One of Iraq's most prominent Christian leaders has deeper concerns. On the fifth anniversary of the ISIS invasion of northern Iraq, Bashar Warda of the Chaldean Catholic archdiocese of Erbil, Kurdistan, stresses that "Christianity in Iraq is perilously close to extinction." The Church in Erbil has cared for the exiled families from the Nineveh Plains for almost three years. In an interview with Aid to the Church in Need, Archbishop Warda insists that the ISIS atrocities are part of "the recurring cycle of violence targeting Christians in the Middle East for more than 1,400 years."

From the beginning of Islam in the seventh century, whether Christians and other non-Muslims "were to be tolerated and to what degree" depended on the "judgment and whim" of particular rulers, Warda explains. In the end, Christians were tolerated or not "depending upon the intensity of the prevailing jihadi spirit." The archbishop notes that even during the Arab Golden Age, from the eighth to the 14th centuries, which was "built on Chaldean and Syriac scholarship" and marked by rich Muslim--Christian dialogue, "it was never a question of equality" between Christians and Muslims.

The horrors of ISIS have "shocked the conscience" of the Islamic world. What remains to be seen, says Warda, is whether "Islam will continue on its current political trajectory, in which sharia law is the basis for civil law and nearly every aspect of life is circumscribed by religion, or whether a more civil, tolerant movement will develop." On that score, recent alarming reports have circulated that the Iraqi parliament is due to vote on a provision to appoint mullahs as judges, with the prospect that sharia law will override secular laws that are in conflict with it.

The archbishop argues that the Judeo-Christian tradition holds the key to addressing what he calls the "foundational crisis within Islam itself." The "great gift" of the Western tradition, he says, is that "all are equal under the law," simply by virtue of their humanity. That is the basis of what he calls "civic security, which grows out of a worldview that values all human beings, not for their position or role but simply because they are human."

By contrast, under sharia law, in Koranic teaching, "our humanity gives us no rights," Warda contends, adding that the Iraqi constitution spells out that Christians and other minorities "are lesser citizens." As a result, the establishment and full functioning of a "civic order" is impeded.

That civic order is the foundation for peace and prosperity for all people, he says; it is the fruit of the humanizing mission of the Judeo-Christian tradition.
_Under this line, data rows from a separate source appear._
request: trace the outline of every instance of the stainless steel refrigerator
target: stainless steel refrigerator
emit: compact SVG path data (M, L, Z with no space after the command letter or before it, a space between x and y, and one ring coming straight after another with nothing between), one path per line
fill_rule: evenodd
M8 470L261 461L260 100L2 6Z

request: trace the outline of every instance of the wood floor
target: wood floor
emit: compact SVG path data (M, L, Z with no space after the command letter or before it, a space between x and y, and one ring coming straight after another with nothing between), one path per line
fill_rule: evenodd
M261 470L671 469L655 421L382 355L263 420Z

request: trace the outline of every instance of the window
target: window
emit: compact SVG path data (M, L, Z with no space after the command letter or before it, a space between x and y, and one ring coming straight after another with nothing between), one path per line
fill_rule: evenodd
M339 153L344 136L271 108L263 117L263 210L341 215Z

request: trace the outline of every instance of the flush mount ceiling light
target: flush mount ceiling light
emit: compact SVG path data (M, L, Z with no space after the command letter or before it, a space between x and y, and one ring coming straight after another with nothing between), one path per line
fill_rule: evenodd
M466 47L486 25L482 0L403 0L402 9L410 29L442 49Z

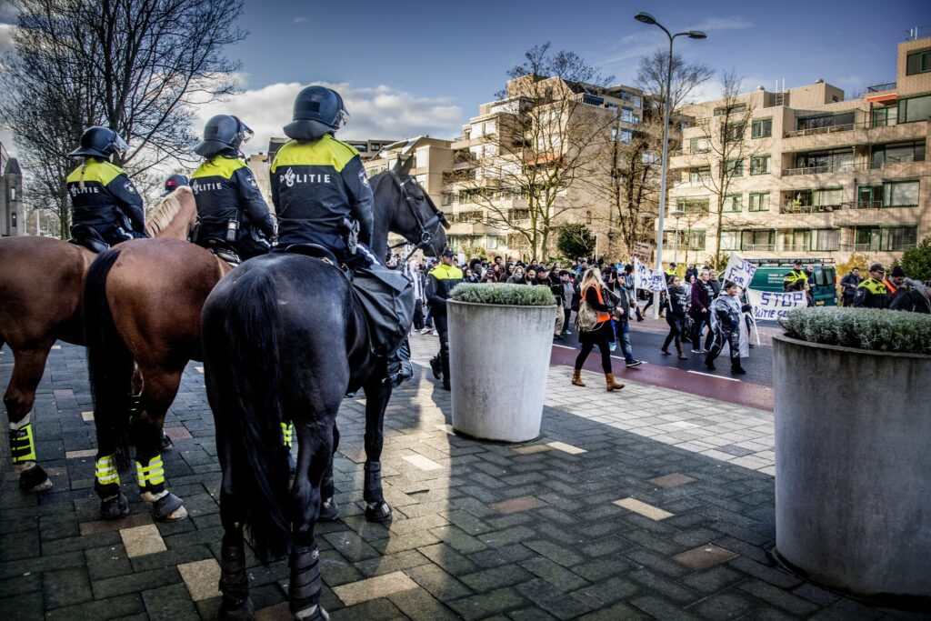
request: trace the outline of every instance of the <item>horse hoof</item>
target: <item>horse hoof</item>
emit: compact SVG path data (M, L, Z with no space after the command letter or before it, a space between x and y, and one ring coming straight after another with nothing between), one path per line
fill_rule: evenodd
M369 521L385 522L391 520L391 506L385 500L377 503L367 503L365 506L365 519Z
M181 498L169 493L152 504L152 517L158 521L178 521L187 518Z
M320 503L320 517L317 521L336 521L340 519L340 507L336 505L336 499L331 496Z
M129 515L129 501L120 492L113 498L101 501L101 517L104 520L119 520Z
M310 608L294 613L294 621L330 621L330 614L323 610L323 606L315 603Z
M23 492L45 492L52 489L52 482L42 466L34 466L20 473L20 489Z
M174 442L172 442L171 439L169 438L169 435L163 431L162 432L161 452L167 452L168 451L170 451L173 448L174 448Z
M236 601L224 597L217 611L219 621L252 621L254 618L255 606L250 598Z

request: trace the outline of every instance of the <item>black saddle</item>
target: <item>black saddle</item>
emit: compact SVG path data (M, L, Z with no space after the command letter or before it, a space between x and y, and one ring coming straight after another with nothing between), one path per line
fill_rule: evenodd
M333 254L329 248L320 246L319 244L311 244L309 242L303 244L291 244L285 249L285 252L290 252L291 254L303 254L305 257L319 259L336 267L339 267L340 265L340 262L336 258L336 255Z
M207 237L199 244L213 254L217 255L231 265L238 265L242 263L239 254L225 239L220 237Z
M97 232L97 229L87 224L74 224L71 227L71 235L72 237L68 240L69 244L86 248L96 254L110 248L110 244Z

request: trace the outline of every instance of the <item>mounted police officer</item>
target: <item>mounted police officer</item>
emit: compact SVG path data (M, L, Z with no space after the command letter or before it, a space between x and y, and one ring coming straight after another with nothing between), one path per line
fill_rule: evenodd
M316 244L353 271L353 289L366 313L370 345L387 358L387 381L398 385L413 376L413 369L406 339L398 343L390 328L410 329L412 288L402 273L389 270L369 250L374 223L371 186L358 153L335 138L348 118L335 90L314 86L298 93L294 120L284 128L291 141L275 154L270 169L272 202L278 218L278 246L274 251ZM410 305L407 317L384 310L398 308L390 302L395 298L410 300L410 304L401 304Z
M854 306L857 308L888 308L889 290L883 282L885 268L880 263L870 266L870 277L857 287Z
M183 185L190 185L187 177L184 175L169 175L169 178L165 180L165 189L159 196L164 198Z
M275 221L259 183L239 159L239 146L251 135L236 116L213 116L204 127L204 140L194 148L205 161L191 175L200 220L195 243L206 246L210 237L222 239L244 261L268 252L269 239L275 237Z
M272 202L278 217L278 250L317 244L349 267L379 263L369 250L373 198L358 153L334 137L349 118L343 98L307 87L285 126L291 142L275 154Z
M81 136L81 145L68 154L84 158L66 180L72 235L87 240L81 245L101 251L107 245L146 236L142 197L123 169L110 161L113 155L122 157L128 148L113 129L93 126Z

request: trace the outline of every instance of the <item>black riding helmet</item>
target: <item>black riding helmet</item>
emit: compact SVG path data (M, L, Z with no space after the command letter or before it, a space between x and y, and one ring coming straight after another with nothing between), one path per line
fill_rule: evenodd
M167 196L182 185L187 185L187 177L184 175L169 175L169 178L165 180L165 191L162 192L162 196Z
M339 129L348 118L338 92L307 87L294 100L294 120L285 126L285 135L296 141L316 141Z
M208 159L223 152L236 155L239 146L252 137L252 130L237 117L217 115L204 126L204 140L194 147L194 152Z
M126 153L129 149L122 138L110 128L94 125L84 130L81 146L72 151L70 157L109 158L116 153Z

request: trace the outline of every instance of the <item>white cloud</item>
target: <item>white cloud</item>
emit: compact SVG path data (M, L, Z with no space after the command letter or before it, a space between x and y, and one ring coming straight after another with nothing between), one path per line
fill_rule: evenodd
M349 123L337 134L345 139L397 139L429 134L438 138L458 135L462 110L445 98L418 97L387 86L355 88L348 84L321 84L343 97L349 111ZM246 153L268 148L268 140L284 136L282 128L290 122L294 98L308 84L279 82L261 88L250 88L225 101L203 104L197 108L195 128L200 133L203 124L214 115L235 115L255 132L246 144Z
M746 30L753 28L753 22L743 18L708 18L686 30L701 30L706 33L718 30Z

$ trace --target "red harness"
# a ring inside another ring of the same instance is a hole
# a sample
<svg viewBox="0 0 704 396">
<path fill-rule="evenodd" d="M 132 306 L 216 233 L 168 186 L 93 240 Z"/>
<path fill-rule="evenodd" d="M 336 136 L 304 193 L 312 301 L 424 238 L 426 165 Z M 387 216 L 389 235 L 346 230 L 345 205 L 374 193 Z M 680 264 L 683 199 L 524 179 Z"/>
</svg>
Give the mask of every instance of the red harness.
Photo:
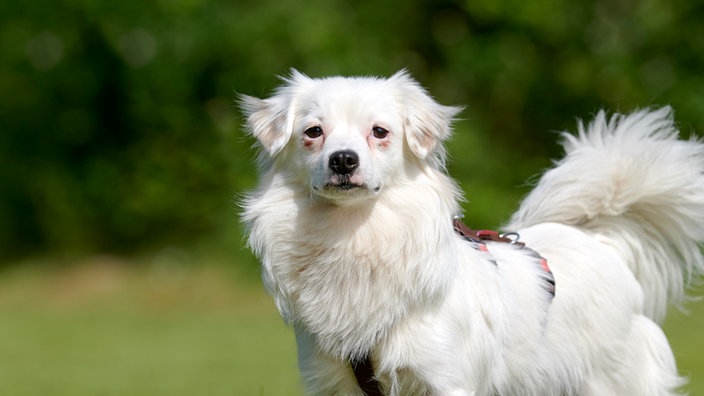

The archbishop calls on Western leaders to be unafraid of "being truthful about the nature and purpose of the laws of Islam" -- to boldly challenge the governments of Muslim nations and make the case, forcefully and consistently, that genuine respect for and protection of the rights of Christians and other minorities benefits all of society.

Last month, U.S. secretary of state Mike Pompeo convened the second annual Ministerial to Advance Religious Freedom. It brought together more than 1,000 government officials, religious leaders, and representatives of non-governmental organizations who are all committed to stand up for religious freedom, a fundamental human right and a cornerstone of the civic order extolled by the archbishop.

At the ministerial, Secretary Pompeo announced the formation of the International Religious Freedom Alliance. Such a body of willing nations could be the perfect instrument to engage Muslim nations in consequential discussions about their treatment of non-Muslim minorities. For the alliance to work, it must do more than issue wish lists and policy proposals. Members must be ready to use diplomatic pressure and sanctions to nudge recalcitrant nations to take action.

Will the West live up to its high calling and stand by persecuted Christians and other religious minorities? For Archbishop Warda and his flock, it is a matter of life and death. He has no illusions: "Those of us who remain must be ready to face martyrdom," he says. "For the sake of not wanting to speak the truth to the persecutors, will the world be complicit in our elimination?" He concludes: "We, Christians of Iraq, who have faced 1,400 years of persecution, violence, and genocide, are prepared to speak out and bear witness to our oppressors and to the world -- whatever the consequences."